The present study confirms the lower HRQoL among T2D respondents that has been observed in other investigations (4
). Impaired physical and social functioning but not mental functioning among diabetes mellitus patients was observed in the present study as well as prior studies that utilised the SF-36 general measure (19
). Moreover, the present study observed the impact of T2D on HRQoL in a significantly larger population-based sample (n
= 3530 T2D) than previous investigations (n
= 221–254) (19
). However, these prior investigations typically compared T2D patients with the general population (18
), whereas this study demonstrated lower HRQoL among T2D and high-risk respondents when compared with low-risk respondents. The greater number of risk factors for T2D significantly impacted HRQoL in our study sample, similar to analyses of the Medical Expenditure Panel Survey, which showed that individuals with a cluster of similar cardiometabolic risk factors had a significant decrease in physical functioning (PCS-12) but not mental functioning (22
The MCS of the SF-12 did not differentiate risk groups as well as the PCS. The MCS scores were significantly higher for the low-risk than the high-risk or T2D groups, only after adjusting for other covariates such as age, race and gender. Further, the mental health component of the SF-12 did not differentiate risk groups as well as the PHQ-9 depression questionnaire. The PHQ-9 scores demonstrated that the low-risk group had significantly lower scores and smaller per cent of respondents with moderate-to-severe depression compared with the high-risk and T2D groups. Significant differences were observed among the low-risk as compared with the high-risk and T2D respondents for each of the nine items in the PHQ-9. These findings may indicate that the mental health component of the SF-12 may not be sufficiently sensitive to differentiate the groups on the impact of risk status on depression, whereas the PHQ-9 was especially as the MCS is a more general assessment of emotional problems and their impact on work, daily activities and social activities rather than depressive symptoms.
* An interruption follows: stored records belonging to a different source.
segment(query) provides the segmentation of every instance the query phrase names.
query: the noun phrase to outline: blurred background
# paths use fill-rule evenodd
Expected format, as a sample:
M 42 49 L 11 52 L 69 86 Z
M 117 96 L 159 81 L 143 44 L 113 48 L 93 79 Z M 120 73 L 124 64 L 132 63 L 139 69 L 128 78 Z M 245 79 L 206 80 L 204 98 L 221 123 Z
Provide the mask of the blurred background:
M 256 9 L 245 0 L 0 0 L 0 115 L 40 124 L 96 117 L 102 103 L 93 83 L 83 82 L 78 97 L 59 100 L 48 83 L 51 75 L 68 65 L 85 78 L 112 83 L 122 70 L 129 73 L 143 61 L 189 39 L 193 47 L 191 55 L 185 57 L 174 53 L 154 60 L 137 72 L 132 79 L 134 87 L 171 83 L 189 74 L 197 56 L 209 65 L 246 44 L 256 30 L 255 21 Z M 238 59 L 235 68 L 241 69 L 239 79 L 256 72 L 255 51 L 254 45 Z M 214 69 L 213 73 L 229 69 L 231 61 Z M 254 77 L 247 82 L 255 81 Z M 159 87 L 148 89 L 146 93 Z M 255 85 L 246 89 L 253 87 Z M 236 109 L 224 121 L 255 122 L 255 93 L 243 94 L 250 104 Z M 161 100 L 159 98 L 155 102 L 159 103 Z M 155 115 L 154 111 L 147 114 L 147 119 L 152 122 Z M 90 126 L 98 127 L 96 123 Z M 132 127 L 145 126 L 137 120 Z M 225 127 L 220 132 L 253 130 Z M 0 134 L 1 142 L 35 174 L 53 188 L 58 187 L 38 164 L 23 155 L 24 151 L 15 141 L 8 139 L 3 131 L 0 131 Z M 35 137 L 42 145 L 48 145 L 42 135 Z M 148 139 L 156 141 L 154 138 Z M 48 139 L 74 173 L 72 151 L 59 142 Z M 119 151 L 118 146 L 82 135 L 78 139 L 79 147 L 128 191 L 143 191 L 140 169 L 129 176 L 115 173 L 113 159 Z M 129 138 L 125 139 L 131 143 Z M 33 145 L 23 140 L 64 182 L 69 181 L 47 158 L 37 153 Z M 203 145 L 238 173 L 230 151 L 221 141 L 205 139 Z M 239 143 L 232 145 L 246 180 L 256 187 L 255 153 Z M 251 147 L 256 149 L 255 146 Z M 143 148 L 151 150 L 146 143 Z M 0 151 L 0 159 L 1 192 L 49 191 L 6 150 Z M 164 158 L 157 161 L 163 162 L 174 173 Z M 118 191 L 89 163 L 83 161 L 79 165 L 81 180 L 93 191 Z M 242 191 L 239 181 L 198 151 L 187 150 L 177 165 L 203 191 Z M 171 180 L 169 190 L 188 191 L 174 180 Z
The PHQ-9 not only has nine focused questions on depressive symptoms but also is more specific than the MCS for frequency of symptoms (not at all, several days, more than half the days and nearly every day).
This study provides evidence of the impact on HRQoL and depression in a large sample of T2D, high-risk and low-risk groups with a high survey response rate who are representative of the US population. Additionally, the evaluation of HRQoL and depression was carried out using standardised, validated measures so that normative-based results are provided. However, there are limitations to the study that should be considered. Only a small percentage (5–8%) of consumers invited to participate in the TNS panel elect to do so and those who participate are accustomed to completing surveys, leading to the possibility of selection bias. Household panels tend to under-represent the very wealthy and very poor segments of the population, and do not include military or institutionalised individuals. However, these limitations are true for most random sampling and clinically based methodologies. Additionally, the determination of T2D, high-risk and low-risk status was made based upon self-report rather than clinical or laboratory measures for blood glucose, hypertension, cholesterol, height and weight. It should also be noted that other comorbidities in the high-risk respondents, as well as those diagnosed with T2D, may contribute to their overall health burden and HRQoL. However, it is difficult to disentangle the HRQoL effects of such comorbidities from those of the risk factors or T2D, as many of these conditions are related to or a result of having the risk factors or T2D.